Chinese companies have received Indian orders for over 70,000 oxygen concentrators (Representational)


China on Friday said the prices of some of the COVID-19 medical supplies like oxygen concentrators being procured by Indian companies from Chinese manufacturers have gone up as they had to import raw materials from Europe to meet the excess demand from India.

Responding to a question from the official media here on India’s Consul General in Hong Kong Priyanka Chauhan’s recent remarks calling on China to stop surging prices of medical supplies to India, Chinese Foreign Ministry spokesperson Hua Chunying told a media briefing that China has been encouraging its companies to meet India’s procurement to meet the country’s surge in coronavirus cases.

Soaring prices of medical supplies like oxygen concentrators and disruption of cargo flights to India are slowing arrivals of medical goods, Ms Chauhan said this week.

On price increases, especially of the oxygen concentrators, the Chinese foreign ministry spokesperson said that the feedback from the Chinese manufacturers suggests that they had to import raw materials to meet the excess demand from India.

“As for the price issue you mentioned, it is a market factor determined by supply and demand…. Taking oxygen concentrators as an example, one reason is that the increase in demand affected global supply chains. Besides, due to shortage of raw materials which need to be imported from Europe, production capacity is affected,” Hua said in updated comments on the Chinese Foreign Ministry website.

“What’s more, Indian buyers usually make the same demand through various channels and sometimes buy products through different channels. This has overly inflated demand, which has to some extent affected market order and pushed up prices.

“In early 2020, when China was at the most difficult time of response, we have the same problems. Therefore, we hope all sides can work together to ensure that supply chains are kept open and stable,” she said.

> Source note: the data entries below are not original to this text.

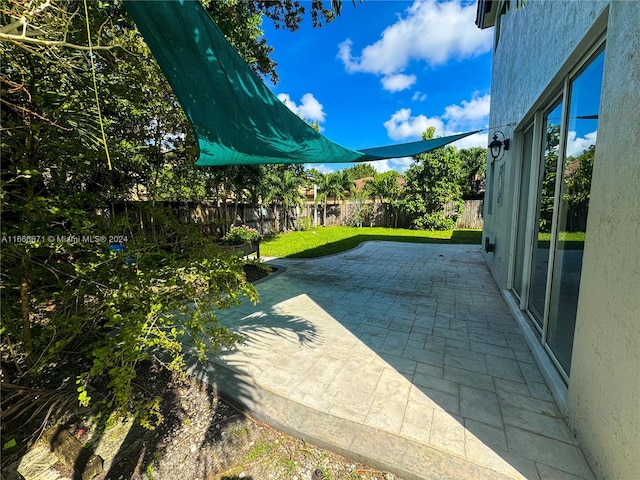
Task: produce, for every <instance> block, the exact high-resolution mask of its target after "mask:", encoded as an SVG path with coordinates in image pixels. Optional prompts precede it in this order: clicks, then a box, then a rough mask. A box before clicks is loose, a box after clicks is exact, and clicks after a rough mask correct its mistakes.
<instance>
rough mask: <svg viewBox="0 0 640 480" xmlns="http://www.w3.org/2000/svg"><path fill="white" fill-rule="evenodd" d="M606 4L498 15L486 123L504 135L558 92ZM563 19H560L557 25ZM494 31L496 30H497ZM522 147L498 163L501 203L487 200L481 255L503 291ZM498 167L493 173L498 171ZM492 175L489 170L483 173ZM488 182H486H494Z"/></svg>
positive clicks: (586, 0) (492, 129) (583, 54)
mask: <svg viewBox="0 0 640 480" xmlns="http://www.w3.org/2000/svg"><path fill="white" fill-rule="evenodd" d="M608 4H609V1H587V0H583V1H563V2H560V1H556V0H551V1H546V2H544V1H535V2H527V4H526V7H525V8H521V9H519V10H518V11H515V9H513V8H512V10H511V11H509V12H508V13H507V14H506V15H503V16H502V17H501V20H500V22H501V25H500V28H499V31H500V38H499V40H498V42H497V47H496V49H495V51H494V57H493V69H492V70H493V71H492V78H491V113H490V119H489V122H490V123H489V124H490V125H491V128H492V130H493V128H497V129H498V130H500V131H502V132H504V134H505V135H506V136H507V137H513V130H514V128H515V127H516V126H521V123H522V121H523V119H524V118H525V117H526V116H527V115H528V114H530V113H532V112H533V110H534V109H535V108H536V107H538V108H539V106H540V105H542V104H544V103H546V102H548V101H550V100H551V99H552V98H553V97H555V96H556V95H557V94H558V93H559V89H561V87H562V85H561V84H558V85H555V86H556V87H557V88H550V86H554V84H557V83H558V81H559V80H558V79H561V78H562V77H563V76H564V75H566V74H567V73H568V71H569V70H570V69H571V68H573V67H574V66H575V63H576V62H578V61H579V60H580V58H581V57H582V55H584V54H585V51H586V49H587V48H589V47H590V45H591V44H592V43H593V42H594V41H596V40H597V38H598V37H599V36H600V35H601V34H602V33H603V31H604V29H605V26H606V25H605V24H603V25H601V26H600V27H595V28H594V24H595V23H596V20H597V19H598V18H602V16H603V15H602V13H603V11H604V10H605V9H606V7H607V6H608ZM558 19H562V21H558ZM495 28H497V27H495ZM519 148H521V146H520V145H519V143H518V142H515V143H513V147H512V149H511V150H510V151H508V152H506V154H505V156H504V158H503V159H502V160H501V161H500V162H499V163H504V166H505V175H504V197H503V198H504V201H503V204H502V205H496V203H495V192H494V195H493V205H490V202H489V201H487V202H485V207H484V208H485V211H484V233H485V236H488V237H489V238H490V239H491V241H494V240H495V242H496V252H495V253H491V254H488V255H485V259H486V261H487V263H488V265H489V268H490V269H491V272H492V273H493V276H494V278H495V279H496V282H497V283H498V286H499V287H501V288H503V289H504V288H507V286H508V285H507V280H508V269H509V246H510V244H511V241H512V238H511V236H512V230H513V228H512V226H513V223H514V222H515V212H514V210H513V205H514V204H515V201H516V198H515V196H517V193H518V192H517V191H516V190H515V187H514V186H515V185H516V184H517V183H518V182H517V179H516V171H515V168H514V162H515V161H516V157H517V154H518V149H519ZM498 167H499V164H498V165H496V168H495V172H498ZM487 171H488V172H490V171H491V169H490V168H488V169H487ZM496 180H497V179H494V180H493V181H492V180H491V178H487V184H488V185H489V186H490V185H491V184H492V183H493V184H497V181H496Z"/></svg>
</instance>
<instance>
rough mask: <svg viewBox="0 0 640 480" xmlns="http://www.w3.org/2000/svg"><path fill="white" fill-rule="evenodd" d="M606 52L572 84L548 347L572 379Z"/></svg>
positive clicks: (560, 200)
mask: <svg viewBox="0 0 640 480" xmlns="http://www.w3.org/2000/svg"><path fill="white" fill-rule="evenodd" d="M603 64H604V52H600V53H598V54H597V55H596V56H595V58H594V59H593V61H592V62H591V63H590V64H588V66H586V67H585V68H584V69H583V70H582V71H581V72H579V74H578V76H577V77H575V79H574V80H573V81H572V82H571V85H570V97H569V98H570V101H569V121H568V124H567V140H566V154H565V155H564V156H563V157H564V158H565V161H564V169H563V179H562V186H561V189H562V190H561V195H560V198H559V206H558V208H559V215H558V228H557V230H558V240H557V242H556V252H555V256H554V265H553V273H552V283H551V298H550V303H549V306H550V308H549V320H548V328H547V344H548V345H549V348H550V349H551V351H552V352H553V353H554V355H555V356H556V358H557V360H558V362H559V363H560V365H561V366H562V368H563V369H564V370H565V372H566V373H567V375H568V374H569V371H570V369H571V352H572V349H573V334H574V330H575V323H576V313H577V309H578V292H579V289H580V274H581V270H582V253H583V247H584V240H585V232H586V226H587V213H588V211H589V196H590V192H591V170H592V168H593V159H594V154H595V145H596V134H597V130H598V112H599V110H600V91H601V89H602V71H603Z"/></svg>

About Ms Chauhan’s call to increase the cargo flights, Hua said, “we agree with the remarks by the Indian Consul General in Hong Kong that supply chains should remain open and stable”.

“We hope all parties can take concrete actions to ensure that the global industrial and supply chains are stable and open. No one should intentionally disrupt and undermine the openness and stability of the global supply chains out of political agenda”, she said.

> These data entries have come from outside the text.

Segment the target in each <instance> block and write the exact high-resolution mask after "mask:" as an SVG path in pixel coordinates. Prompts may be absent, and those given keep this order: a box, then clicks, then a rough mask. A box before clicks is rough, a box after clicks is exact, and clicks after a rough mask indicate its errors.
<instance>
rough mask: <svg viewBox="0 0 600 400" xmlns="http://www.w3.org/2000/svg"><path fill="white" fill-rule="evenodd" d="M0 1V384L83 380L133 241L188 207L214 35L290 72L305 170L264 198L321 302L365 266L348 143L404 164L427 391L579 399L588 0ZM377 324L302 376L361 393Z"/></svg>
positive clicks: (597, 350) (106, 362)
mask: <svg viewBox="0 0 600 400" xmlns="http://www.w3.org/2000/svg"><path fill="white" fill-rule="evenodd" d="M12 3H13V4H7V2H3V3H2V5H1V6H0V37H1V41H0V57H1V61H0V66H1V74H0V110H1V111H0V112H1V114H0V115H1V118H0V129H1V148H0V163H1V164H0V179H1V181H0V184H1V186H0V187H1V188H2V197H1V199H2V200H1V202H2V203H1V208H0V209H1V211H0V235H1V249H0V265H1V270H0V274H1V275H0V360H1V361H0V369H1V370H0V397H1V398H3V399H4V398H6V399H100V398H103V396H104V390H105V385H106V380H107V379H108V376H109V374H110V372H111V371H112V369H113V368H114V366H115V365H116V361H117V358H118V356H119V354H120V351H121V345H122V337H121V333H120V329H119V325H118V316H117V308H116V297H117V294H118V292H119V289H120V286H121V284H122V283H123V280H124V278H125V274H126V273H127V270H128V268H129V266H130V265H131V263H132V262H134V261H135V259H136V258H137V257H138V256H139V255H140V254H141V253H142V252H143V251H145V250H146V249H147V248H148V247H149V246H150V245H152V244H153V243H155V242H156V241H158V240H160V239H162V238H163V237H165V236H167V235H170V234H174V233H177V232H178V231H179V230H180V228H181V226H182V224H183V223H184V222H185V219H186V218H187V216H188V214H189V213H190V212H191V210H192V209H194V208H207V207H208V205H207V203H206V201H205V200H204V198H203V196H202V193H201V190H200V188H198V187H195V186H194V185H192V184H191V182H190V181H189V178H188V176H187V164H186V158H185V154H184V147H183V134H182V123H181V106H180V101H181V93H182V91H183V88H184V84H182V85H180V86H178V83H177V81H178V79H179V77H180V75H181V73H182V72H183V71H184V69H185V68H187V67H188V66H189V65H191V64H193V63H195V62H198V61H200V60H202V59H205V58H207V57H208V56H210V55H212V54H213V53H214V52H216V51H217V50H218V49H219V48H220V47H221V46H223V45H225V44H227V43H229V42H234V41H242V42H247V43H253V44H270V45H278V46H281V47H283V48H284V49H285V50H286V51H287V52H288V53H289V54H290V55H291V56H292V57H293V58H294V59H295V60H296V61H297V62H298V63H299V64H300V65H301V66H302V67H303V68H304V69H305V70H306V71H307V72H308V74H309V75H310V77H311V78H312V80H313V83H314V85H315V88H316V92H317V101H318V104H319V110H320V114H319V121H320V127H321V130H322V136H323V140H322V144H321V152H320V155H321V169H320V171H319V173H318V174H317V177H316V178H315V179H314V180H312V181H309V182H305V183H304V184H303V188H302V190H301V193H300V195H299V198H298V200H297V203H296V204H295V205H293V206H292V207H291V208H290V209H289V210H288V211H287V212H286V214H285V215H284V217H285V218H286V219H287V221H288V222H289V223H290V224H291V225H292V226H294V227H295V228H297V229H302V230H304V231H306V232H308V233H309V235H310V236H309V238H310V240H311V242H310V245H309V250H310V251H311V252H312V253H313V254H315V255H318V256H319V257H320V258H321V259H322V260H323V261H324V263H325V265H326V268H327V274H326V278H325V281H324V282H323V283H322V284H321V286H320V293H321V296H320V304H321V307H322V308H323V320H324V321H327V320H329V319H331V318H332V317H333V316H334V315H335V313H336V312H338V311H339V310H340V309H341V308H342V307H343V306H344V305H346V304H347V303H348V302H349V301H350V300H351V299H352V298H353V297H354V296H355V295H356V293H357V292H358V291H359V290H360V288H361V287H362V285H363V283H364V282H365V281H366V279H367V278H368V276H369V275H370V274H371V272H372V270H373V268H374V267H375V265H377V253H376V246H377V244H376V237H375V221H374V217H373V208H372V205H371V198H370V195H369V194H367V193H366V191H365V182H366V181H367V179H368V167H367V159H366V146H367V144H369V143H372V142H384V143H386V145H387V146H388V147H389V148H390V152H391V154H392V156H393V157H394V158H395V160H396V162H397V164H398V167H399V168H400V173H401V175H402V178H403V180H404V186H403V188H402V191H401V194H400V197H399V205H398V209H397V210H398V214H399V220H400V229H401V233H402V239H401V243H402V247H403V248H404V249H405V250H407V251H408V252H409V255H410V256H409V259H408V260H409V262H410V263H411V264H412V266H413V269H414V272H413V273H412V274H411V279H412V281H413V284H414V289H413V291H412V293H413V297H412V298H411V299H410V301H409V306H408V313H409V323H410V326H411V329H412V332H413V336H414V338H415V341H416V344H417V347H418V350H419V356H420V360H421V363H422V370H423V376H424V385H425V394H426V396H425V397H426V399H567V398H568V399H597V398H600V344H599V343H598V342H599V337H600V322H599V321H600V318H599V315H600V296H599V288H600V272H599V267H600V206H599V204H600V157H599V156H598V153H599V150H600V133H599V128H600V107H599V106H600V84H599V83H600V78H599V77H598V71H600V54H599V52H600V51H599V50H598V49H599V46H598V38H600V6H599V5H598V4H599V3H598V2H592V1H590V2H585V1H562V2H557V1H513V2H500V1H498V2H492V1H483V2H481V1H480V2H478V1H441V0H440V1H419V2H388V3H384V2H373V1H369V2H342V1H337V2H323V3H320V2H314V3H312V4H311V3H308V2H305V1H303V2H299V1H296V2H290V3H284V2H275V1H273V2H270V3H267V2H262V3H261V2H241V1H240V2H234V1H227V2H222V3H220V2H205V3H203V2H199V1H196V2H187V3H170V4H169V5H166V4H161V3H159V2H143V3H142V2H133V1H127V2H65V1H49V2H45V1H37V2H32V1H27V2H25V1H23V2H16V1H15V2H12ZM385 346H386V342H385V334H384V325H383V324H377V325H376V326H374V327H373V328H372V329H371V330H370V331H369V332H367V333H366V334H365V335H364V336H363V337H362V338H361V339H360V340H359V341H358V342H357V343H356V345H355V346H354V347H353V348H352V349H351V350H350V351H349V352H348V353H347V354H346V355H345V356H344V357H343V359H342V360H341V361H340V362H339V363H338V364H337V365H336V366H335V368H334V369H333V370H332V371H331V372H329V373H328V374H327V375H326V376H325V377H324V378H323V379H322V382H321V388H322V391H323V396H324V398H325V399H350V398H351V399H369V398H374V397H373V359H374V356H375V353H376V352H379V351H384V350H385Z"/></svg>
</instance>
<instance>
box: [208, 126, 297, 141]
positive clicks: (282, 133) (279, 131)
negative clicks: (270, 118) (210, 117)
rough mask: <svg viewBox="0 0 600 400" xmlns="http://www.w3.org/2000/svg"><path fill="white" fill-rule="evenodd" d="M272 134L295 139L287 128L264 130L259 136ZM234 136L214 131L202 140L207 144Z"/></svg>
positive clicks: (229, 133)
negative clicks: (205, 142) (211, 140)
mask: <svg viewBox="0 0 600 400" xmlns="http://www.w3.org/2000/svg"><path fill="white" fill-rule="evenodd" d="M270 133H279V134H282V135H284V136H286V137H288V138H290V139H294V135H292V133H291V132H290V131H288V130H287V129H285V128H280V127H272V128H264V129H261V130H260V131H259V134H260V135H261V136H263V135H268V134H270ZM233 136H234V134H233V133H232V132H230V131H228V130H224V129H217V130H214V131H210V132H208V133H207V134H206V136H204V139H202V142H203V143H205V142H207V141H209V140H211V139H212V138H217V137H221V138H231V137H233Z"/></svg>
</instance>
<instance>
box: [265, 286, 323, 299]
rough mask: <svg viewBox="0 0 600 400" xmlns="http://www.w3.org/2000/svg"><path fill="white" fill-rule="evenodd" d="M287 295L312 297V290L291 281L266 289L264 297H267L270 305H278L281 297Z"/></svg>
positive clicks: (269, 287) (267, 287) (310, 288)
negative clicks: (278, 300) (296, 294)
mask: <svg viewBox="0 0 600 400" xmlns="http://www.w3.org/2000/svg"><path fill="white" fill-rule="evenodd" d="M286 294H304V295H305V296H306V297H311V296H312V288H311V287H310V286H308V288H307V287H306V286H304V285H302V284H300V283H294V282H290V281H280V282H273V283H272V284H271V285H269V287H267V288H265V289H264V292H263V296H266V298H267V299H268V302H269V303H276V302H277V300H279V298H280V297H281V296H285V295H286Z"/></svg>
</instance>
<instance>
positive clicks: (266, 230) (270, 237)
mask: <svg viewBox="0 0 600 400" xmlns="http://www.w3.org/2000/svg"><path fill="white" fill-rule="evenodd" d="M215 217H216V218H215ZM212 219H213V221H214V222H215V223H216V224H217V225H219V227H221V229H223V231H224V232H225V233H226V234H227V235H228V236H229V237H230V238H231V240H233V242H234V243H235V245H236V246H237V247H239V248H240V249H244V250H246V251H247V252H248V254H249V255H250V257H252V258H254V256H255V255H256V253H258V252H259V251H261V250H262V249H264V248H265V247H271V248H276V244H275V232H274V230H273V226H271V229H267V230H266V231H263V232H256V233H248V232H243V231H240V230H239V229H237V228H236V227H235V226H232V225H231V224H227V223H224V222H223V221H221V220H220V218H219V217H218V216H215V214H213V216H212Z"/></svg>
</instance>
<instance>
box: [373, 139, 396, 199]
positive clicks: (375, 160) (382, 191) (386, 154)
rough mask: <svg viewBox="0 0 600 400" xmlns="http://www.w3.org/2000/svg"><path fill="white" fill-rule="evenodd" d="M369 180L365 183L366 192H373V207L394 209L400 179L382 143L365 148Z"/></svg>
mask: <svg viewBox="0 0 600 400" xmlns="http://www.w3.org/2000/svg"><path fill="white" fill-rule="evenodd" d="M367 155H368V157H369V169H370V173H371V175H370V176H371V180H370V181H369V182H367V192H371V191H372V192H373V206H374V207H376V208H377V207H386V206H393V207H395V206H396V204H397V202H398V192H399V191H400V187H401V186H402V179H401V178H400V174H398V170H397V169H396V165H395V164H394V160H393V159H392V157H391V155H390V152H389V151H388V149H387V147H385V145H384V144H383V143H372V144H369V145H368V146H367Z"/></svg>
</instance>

The cargo flight disruptions were amplified by the decision by Sichuan Airlines to suspend all its 11 cargo flights for 15 days from April 26, citing the coronavirus the situation in India.

Though the state-run airline said it is reviewing its plans to restore the flights, it is yet to do so.

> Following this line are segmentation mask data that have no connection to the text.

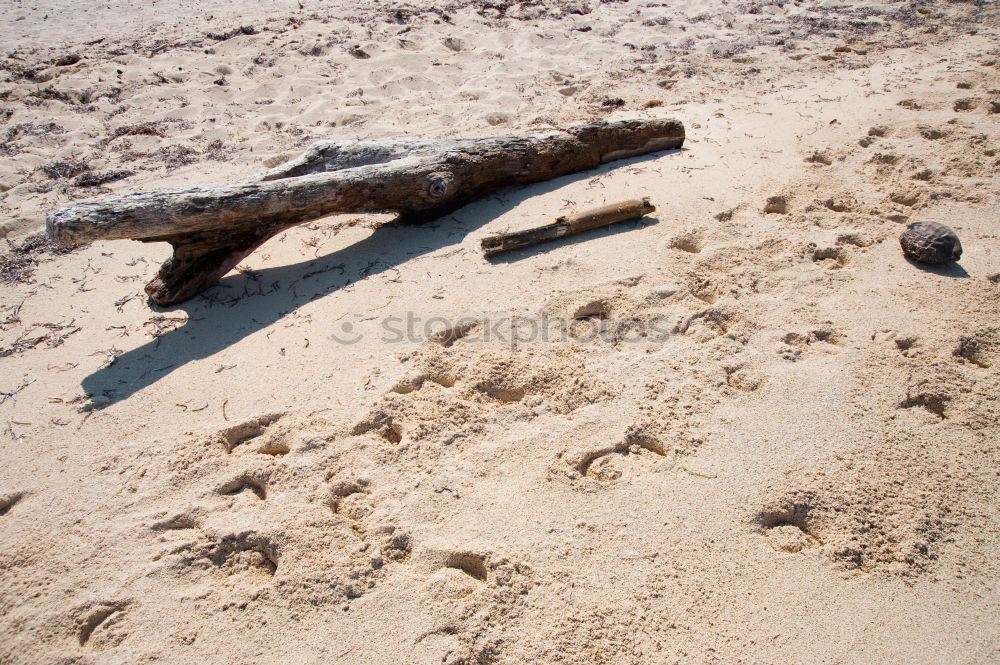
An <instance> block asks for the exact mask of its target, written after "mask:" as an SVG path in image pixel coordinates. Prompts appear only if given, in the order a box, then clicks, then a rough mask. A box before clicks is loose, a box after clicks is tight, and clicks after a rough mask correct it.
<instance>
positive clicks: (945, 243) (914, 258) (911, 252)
mask: <svg viewBox="0 0 1000 665" xmlns="http://www.w3.org/2000/svg"><path fill="white" fill-rule="evenodd" d="M899 245H900V246H901V247H902V248H903V254H905V255H906V257H907V258H909V259H913V260H914V261H919V262H920V263H947V262H949V261H958V260H959V259H960V258H961V257H962V243H961V241H960V240H959V239H958V236H957V235H956V234H955V232H954V231H952V230H951V229H950V228H949V227H947V226H945V225H944V224H938V223H937V222H915V223H913V224H910V225H909V226H908V227H907V228H906V230H905V231H903V235H901V236H900V237H899Z"/></svg>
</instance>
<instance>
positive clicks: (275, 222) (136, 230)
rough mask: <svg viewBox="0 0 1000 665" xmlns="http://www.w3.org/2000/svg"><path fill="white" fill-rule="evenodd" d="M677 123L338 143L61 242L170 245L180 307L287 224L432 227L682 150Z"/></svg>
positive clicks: (164, 273)
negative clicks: (624, 164) (329, 220)
mask: <svg viewBox="0 0 1000 665" xmlns="http://www.w3.org/2000/svg"><path fill="white" fill-rule="evenodd" d="M683 142H684V126H683V125H682V124H681V123H680V122H679V121H677V120H625V121H619V122H594V123H590V124H587V125H580V126H578V127H572V128H570V129H567V130H565V131H550V132H544V133H539V134H532V135H525V136H500V137H494V138H483V139H443V140H427V141H423V140H420V141H418V140H403V141H386V142H368V141H338V142H320V143H316V144H314V145H312V146H311V147H310V148H309V149H308V150H307V151H306V153H305V154H304V155H303V156H302V157H300V158H298V159H295V160H292V161H290V162H287V163H286V164H283V165H282V166H279V167H277V168H275V169H273V170H271V171H268V172H266V173H264V174H263V175H262V176H261V177H260V178H258V179H257V180H255V181H252V182H246V183H241V184H235V185H220V186H199V187H184V188H178V189H163V190H159V191H154V192H141V193H136V194H126V195H124V196H118V197H114V198H109V199H105V200H102V201H96V202H92V203H81V204H77V205H74V206H72V207H69V208H64V209H62V210H59V211H57V212H54V213H52V214H51V215H50V216H49V218H48V221H47V230H48V233H49V235H50V236H51V237H52V238H53V239H55V240H56V241H58V242H59V243H61V244H77V243H83V242H90V241H93V240H115V239H122V238H132V239H134V240H141V241H143V242H168V243H170V244H171V245H173V248H174V252H173V255H172V256H171V257H170V258H169V259H168V260H167V261H166V262H164V264H163V265H162V266H161V267H160V270H159V272H158V273H157V275H156V278H155V279H153V281H151V282H149V284H147V285H146V293H147V294H149V297H150V299H152V301H153V302H155V303H156V304H158V305H172V304H175V303H178V302H181V301H184V300H187V299H188V298H190V297H192V296H194V295H195V294H197V293H199V292H200V291H202V290H204V289H207V288H209V287H210V286H213V285H214V284H216V283H217V282H218V281H219V280H220V279H221V278H222V276H223V275H225V274H226V273H227V272H229V270H231V269H232V268H233V267H234V266H236V264H237V263H239V262H240V261H241V260H242V259H243V258H244V257H245V256H247V255H248V254H250V253H251V252H253V251H254V250H255V249H256V248H257V247H259V246H260V245H261V244H262V243H264V242H265V241H266V240H267V239H268V238H271V237H272V236H274V235H276V234H278V233H280V232H281V231H283V230H285V229H287V228H289V227H291V226H295V225H297V224H302V223H304V222H308V221H310V220H314V219H317V218H320V217H324V216H326V215H330V214H333V213H363V212H377V211H395V212H397V213H399V220H400V221H404V222H421V221H426V220H429V219H434V218H437V217H440V216H442V215H446V214H448V213H450V212H453V211H454V210H457V209H458V208H460V207H462V206H463V205H465V204H466V203H469V202H470V201H473V200H475V199H477V198H479V197H481V196H484V195H486V194H489V193H491V192H493V191H495V190H497V189H500V188H502V187H507V186H510V185H523V184H528V183H533V182H539V181H542V180H549V179H551V178H556V177H558V176H562V175H567V174H570V173H575V172H578V171H585V170H588V169H593V168H595V167H597V166H598V165H599V164H601V163H604V162H610V161H613V160H617V159H624V158H627V157H633V156H636V155H642V154H646V153H650V152H656V151H660V150H667V149H671V148H679V147H680V146H681V145H682V144H683Z"/></svg>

According to freight forwarders in Shanghai, Sichuan Airlines has announced plans to restore three of its freight flights from Chongqing and Xian to Delhi from May 17.

“We are following reports on the situation in India and sympathise with the sufferings of the Indian people. China was one of the first countries to offer support and assistance to India”, Hua said.

“Since the outbreak of the new wave of the epidemic in India, the Chinese government has been encouraging and guiding Chinese enterprises to work in a cooperative manner to facilitate India’s purchase of all kinds of anti-epidemic supplies,” she said.

“Many Chinese companies and civil institutions are taking actions and providing various kinds of assistance to the Indian side in their own ways”, she said.

Giving details of the materials procured by India recently, she said In April, China exported to India over 26,000 ventilators and oxygen concentrators, over 15,000 patient monitors and nearly 3,800 tonnes of medicinal materials and medicines.

Chinese companies have received Indian orders for over 70,000 oxygen concentrators and are working around the clock to deliver them as soon as possible, she said.

In addition, India has a strong demand for vaccines raw materials including auxiliary materials, she said.

Since the beginning of this year, Chinese companies have provided more than 10 tonnes of such materials to India with more than 20 tonnes expected to be delivered soon, the spokesperson added.